Sería de la mayor falsedad explicar el ascenso de Roma como la simple consecuencia del retroceso de la potencia etrusca. La victoria naval de los griegos sobre los etruscos delante de Cumas, que Píndaro cantó (474 a.C.) junto con la victoria de Gelón sobre los cartagineses seis años antes, aligera más la presión que pesa sobre las ciudades griegas de la baja Italia que la que estrecha a la joven Roma. Por lo demás, sería la primera vez en el mundo que una nueva entidad política resultara del hecho de que se aflojara una presión y se abriera un espacio. Los más antiguos hechos con los que Roma sale de su estrechez son de estilo completamente distinto: pequeños, duros y tercos. Las leyendas de Coriolano, de la caída de los Fabios junto al arroyo de Crémera, del dictador Cincinato, dan una gran luz sobre ellos. Durante un siglo lucha Roma al mismo tiempo con los ecuos al Este, los volscos al Sur, los etruscos al Norte. Muy poco a poco se va volviendo a recuperar la situación territorial de la época de los reyes, especialmente en la costa. Son enviadas colonias de ciudadanos como puntos de apoyo y avanzadas. El movimiento natural, la fuerza elemental de agresión, procede en el siglo V ya, y especialmente en el siguiente, de las tribus sabélicas, no de Roma. La forma romana de energía es resistir y presionar, y después, desde luego, atacar y resistir, poner el pie y asegurar. Lo que la leyenda mantiene en la conciencia histórica no es el brillo de la victoria, sino la defensa de los últimos puentes de resistencia, la caída en un día de la gentilidad más poderosa, el sacrificio de la vida del cónsul, la salvación de la ciudad en el último momento.
Apenas la etrusca Veii (o Veyes), que está a tres horas de camino de Roma, es tomada después de un asedio de diez años y es destruida, sobreviene el negro día del Allia, y Roma misma es saqueada por los galos y quemada. Dura un siglo que se tranquilicen los repetidos asaltos de los galos y para más de siglo y medio, hasta que la derrota del Allia es vengada con la victoria de Telamón. Sin embargo, la derrota estaba ya vengada: Roma sale de la catástrofe del 387 no sólo como ciudad fortificada con muralla completa, sino como pueblo reforzado con leyes justas y clases acordes.
La siguiente guerra que tiene que hacer dura, con breves pausas, cinco años, y en sus mediados hace pasar al ejército romano por debajo de las horcas caudinas. La fuerza desbordante de las tribus osco-sabélicas se ha derramado entonces por todas partes; Platón les predijo a ellos el dominio sobre las ciudades griegas de Sicilia.
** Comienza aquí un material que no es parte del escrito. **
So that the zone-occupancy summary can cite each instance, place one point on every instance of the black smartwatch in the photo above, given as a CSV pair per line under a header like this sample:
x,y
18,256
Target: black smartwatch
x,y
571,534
Roma, en estas guerras samníticas, también se ha limitado a sostenerse y contrapresionar, ha enviado colonias y establecido fortalezas en los lugares en peligro, y así, a través de todas las derrotas, ha conseguido la victoria final, que decidió sobre el destino de Italia. Corresponde al modo de actuar de Roma que las guerras samníticas, aún con lo poco que tuvieron de modo de ataque expansivo, no fueran sólo defensivas, sino ofensivas en su modo de hacerse, tanto en la disposición táctica como en el efecto. Roma intentó contra la fuerza más violenta y salvaje que había entonces en la península, contra la federación samnita, una decisión como todo el que quiere dar un golpe definitivo, agujereando la tabla por el puto más grueso: todos los demás enemigos, que todavía resistían, latinos rebeldes, etruscos, galos, fueron liquidados mientras tanto o inmediatamente después.
Spengler llama a las guerras contra los samnios, contra Pirro y contra Cartago, las victorias clásicas de Roma. Lo son no sólo por lo que lograron, sino por su forma. Roma tuvo en estas guerras siempre el enemigo ante portas y resistió a esto durante siglo y medio. Sufrió numerosas derrotas, entre ellas algunas aniquiladoras, como las de los pasos de Caudium, del lago Tramiseno, de Canas. Pero ganó todas las guerras, y esto no sólo porque ganara las últimas batallas. Contrapuso a la elemental fuerza agresiva de los sabélicos la tenaz contrapresión, el arte militar moderno de Pirro, la inconmovilidad de las legiones y el senado; al genio de Aníbal, la vacilación de Quinto Fabio Máximo, pero sobre todo la movilización de todo el pueblo, y después, desde luego, siempre, como último golpe que perforaba, el talento, y a veces hasta el genio de entre las filas de su clase dominante. Sus victorias consistían en demostrarse invencible, por muchas veces que fuera derrotada. La victoria final era entonces como si para un efecto que corre muco tiempo llegara la cobertura segura. Es la más profunda sabiduría de Virgilio, o más bien la leyenda, que Roma no fuera fundada por un vencedor, sino por un vencido: el troyano Eneas.